Tatsächlich scheint der Rückhalt für Netanjahu in seiner eigenen Partei zu bröckeln. Die öffentliche Kritik von Ex-Verteidigungsminister Galant ist ein deutliches Indiz dafür. Einem Bericht der israelischen Zeitung «The Jerusalem Post» zufolge, setzen sich zudem inzwischen weitere Likud-Politiker dafür ein, die Justizreform zu stoppen. Laut der Zeitung «Haaretz» fordern einflussreiche Parteigrössen den Rücktritt von Justizminister Yariv Levin, der sein politisches Schicksal mit der Reform verknüpft hat.
Angesichts der brenzligen Lage hielt Netanjahu eine Dringlichkeitssitzung zum weiteren Vorgehen ab.

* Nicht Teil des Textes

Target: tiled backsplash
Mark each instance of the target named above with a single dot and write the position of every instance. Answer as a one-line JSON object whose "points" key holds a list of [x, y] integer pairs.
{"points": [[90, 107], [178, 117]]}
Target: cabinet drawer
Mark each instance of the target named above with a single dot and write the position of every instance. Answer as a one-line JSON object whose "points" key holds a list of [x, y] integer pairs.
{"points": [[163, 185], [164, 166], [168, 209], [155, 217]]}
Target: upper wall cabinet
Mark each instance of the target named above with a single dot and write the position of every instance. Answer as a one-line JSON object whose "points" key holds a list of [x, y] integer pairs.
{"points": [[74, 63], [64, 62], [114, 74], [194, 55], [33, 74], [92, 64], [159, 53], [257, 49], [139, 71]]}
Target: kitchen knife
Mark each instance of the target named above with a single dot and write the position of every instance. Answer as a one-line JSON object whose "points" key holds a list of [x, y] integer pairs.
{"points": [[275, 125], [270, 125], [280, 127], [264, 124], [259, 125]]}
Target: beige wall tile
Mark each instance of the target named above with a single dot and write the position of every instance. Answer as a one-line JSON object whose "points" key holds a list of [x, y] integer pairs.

Mit Koalitionspolitikern soll er über eine mögliche Aussetzung des Reformvorhabens beraten haben. Demnach plante Netanjahu noch am Montag eine Rede an die Nation. Die nach Medienberichten ursprünglich für 09.00 Uhr (MESZ) geplante Ansprache verzögerte sich am Vormittag. Hintergrund soll ein Streit innerhalb der Koalition sein. Demnach kündigten mehrere Minister an, zurücktreten zu wollen, sollte Netanjahu einen Stopp der Reform ankündigen.
Netanjahus seit drei Monaten amtierende Koalition – die am weitesten rechts stehende, die das Land je hatte – wollte Kernelemente der Reform eigentlich in den kommenden Tagen umsetzen. Ob die Abstimmung über das Gesetz nun wie geplant am Montag stattfinden wird, war durch die jüngsten Ereignisse unklar.
Mit Material der Nachrichtenagenturen SDA und DPA.